El 22 de agosto de 1936, una “tropa” de delincuentes comunes, vestidos de milicianos, irrumpió en la Cárcel Modelo con el pretexto de efectuar un registro en busca de armas; despojaron a cada uno de los presos de todos sus objetos de valor: relojes, alianzas matrimoniales, plumas estilográficas, así como recibos de dinero depositado, llevándoselo todo en sacos. En las oficinas de la cárcel también se apropiaron de todo el dinero existente, y quemaron los libros para evitar cualquier posible reclamación por parte de los despojados. Dado que éstos sumaban más de cuatro mil, puede uno hacerse a la idea del brillante éxito de la “meritísima operación anticapitalista”.
De repente, los presos, que se hallaban concentrados en los cinco patios del establecimiento, mirando con preocupación cómo el fuego avanzaba rápidamente a su alrededor, fueron objeto de un tiroteo procedente de los tejados y balcones de las casas circundantes, así como del tejado de la propia cárcel. No podían escapar de los patios hacia el interior del edificio, porque las puertas sólo permitían el paso de una sola persona a la vez, de modo que el amontonamiento que se producía entrañaba grave peligro de muerte por aplastamiento o asfixia. Los pobres hombres procuraban protegerse de los disparos, apretándose contra los muros situados en los ángulos muertos. A pesar de todo, buen número de ellos murieron; unos sesenta de los más importantes políticos y militares fueron arrasados afuera por los milicianos y muertos a tiros en los jardines próximos a la prisión. Habían sido entregados por el gobierno a las milicias marxistas y anarquistas para que les dieran muerte y quedaran así satisfechas las pretensiones de reducir el excesivo número de los detenidos que abarrotaba las prisiones.

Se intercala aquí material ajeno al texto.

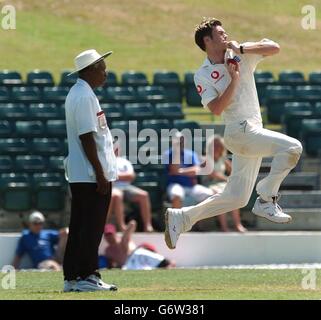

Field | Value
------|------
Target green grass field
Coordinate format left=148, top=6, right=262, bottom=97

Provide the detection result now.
left=0, top=269, right=321, bottom=300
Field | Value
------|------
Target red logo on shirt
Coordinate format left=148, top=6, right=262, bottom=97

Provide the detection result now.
left=211, top=70, right=220, bottom=80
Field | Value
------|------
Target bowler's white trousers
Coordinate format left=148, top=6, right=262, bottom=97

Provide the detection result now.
left=183, top=120, right=302, bottom=231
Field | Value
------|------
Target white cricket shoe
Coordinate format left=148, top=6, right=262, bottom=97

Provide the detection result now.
left=75, top=274, right=117, bottom=292
left=165, top=208, right=184, bottom=249
left=252, top=197, right=292, bottom=223
left=64, top=280, right=77, bottom=292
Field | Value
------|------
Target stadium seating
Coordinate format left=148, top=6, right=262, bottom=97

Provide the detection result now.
left=294, top=86, right=321, bottom=103
left=184, top=72, right=202, bottom=107
left=0, top=156, right=15, bottom=172
left=11, top=86, right=41, bottom=103
left=121, top=71, right=148, bottom=87
left=0, top=120, right=13, bottom=138
left=0, top=103, right=29, bottom=120
left=100, top=103, right=125, bottom=122
left=302, top=116, right=321, bottom=156
left=107, top=87, right=139, bottom=104
left=125, top=102, right=155, bottom=121
left=15, top=121, right=45, bottom=138
left=137, top=86, right=166, bottom=103
left=309, top=71, right=321, bottom=85
left=47, top=156, right=65, bottom=172
left=153, top=71, right=183, bottom=102
left=105, top=71, right=118, bottom=87
left=31, top=138, right=64, bottom=156
left=43, top=87, right=69, bottom=104
left=15, top=155, right=47, bottom=172
left=27, top=70, right=54, bottom=87
left=29, top=103, right=65, bottom=120
left=34, top=181, right=66, bottom=211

Una verdadera ansia de matar había embriagado y dominado al populacho. Los “funcionarios” no aparecían por ninguna parte. El directos había desaparecido, permitiendo con esta actitud que los acontecimientos siguieran su curso. Las mujeres y los niños andaban por los alrededores haciendo comentarios soeces acerca de los cadáveres de los ex ministros asesinados.
Al cerrarse la noche, los “animosos” tiradores del tejado gritaron a sus indefensas víctimas de los patios de la prisión: “¡Mañana por la mañana continuaremos hasta que no quede uno vivo!”. Puede uno imaginarse el estado de ánimo con que aquellos hombres medio muertos de hambre pasaron la noche tumbados, pegados a las paredes. Los sacerdotes que había entre ellos les daban la absolución y los preparaban para la muerte que les llegaría por la mañana. Uno tras otro se aventuraban, en el transcurso de la noche, a llegar hasta una fuente para beber; reinaba el calor ardiente típico de Madrid, y hacía ya treinta y seis horas que no habían probado nada. Y así esperaban que llegara la mañana y continuara el tiroteo.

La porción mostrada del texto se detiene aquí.